Like the moon, and the stars, and the sun

When I was a baby, my father didn’t know any lullabies so he would croon “Hey Jude” to me at night in a (usually fruitless) effort to get me to sleep. By the time I was two years old, my favourite part was the “Ju-judy, Judy, Judy, Judy, Judy -OW!” My bathtub songs cassette tape had “Octopus’s Garden” and “Yellow Submarine” on it. When my sister and I were two and five respectively, my father would put on “Lady Madonna” for us, which my sister thought was “Lady Banana.” At the line “See how they run!” he would shout “RUN!” as we would tear through the downstairs of our house, shrieking as he chased us.

So it just makes sense that, as a member of a generation who prides themselves on loving the old more than the new, I grew up to be a Beatles fan.
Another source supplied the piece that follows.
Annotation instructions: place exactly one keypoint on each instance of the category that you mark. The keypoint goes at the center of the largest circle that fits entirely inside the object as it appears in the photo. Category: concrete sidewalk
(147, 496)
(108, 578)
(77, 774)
A huge Beatles fan. My brain is full of random Beatles trivia (Bob Dylan introduced the group to marijuana after thinking the lyric “I can’t hide” was “I get high”; John Lennon was the first Beatle to be married with a child but had to keep it a secret so that they wouldn’t upset fans). Every year for Christmas, I receive the special edition Beatles cover of Rolling Stone magazine – usually if it’s John Lennon. When I saw Across the Universe at sixteen, I was amazed – I hadn’t listened to the Beatles for years, but somehow these words were flowing out like endless rain into a paper cup.

And of course, I had a favourite member of the band. John Lennon’s crusade for peace spoke to my inner hippie. His sweet, albeit nasal in a fantastic way, Liverpudlian croon was the first voice I could identify on a record. The songs he wrote became my favourites; his whimsical sketching charmed me and the flavour of Ben & Jerry’s inspired by him, “Imagine Whirled Peace” was instantly the best ice cream flavour in the world. It had chocolate chunks shaped like peace signs. How great is that?

So today, I’m keeping this short and sweet – it would have been this revolutionary thinker’s 75th birthday. 75 years old. And we are living the exact opposite life that he called us to dream of in his hit song post-breakup, Imagine. I spend more time imagining a world where tea came out of the tap than I do imagining no possessions. As I am about to embark on a 3 hour drive, I’m going to take this time to play his greatest hits and think about exactly what I can to do make a piece of my world the world that John Lennon Imagined.

Because at the end of the day, we all shine on – like the moon, and the stars, and the sun. I think John would be proud to see how much of his legacy has actually lasted.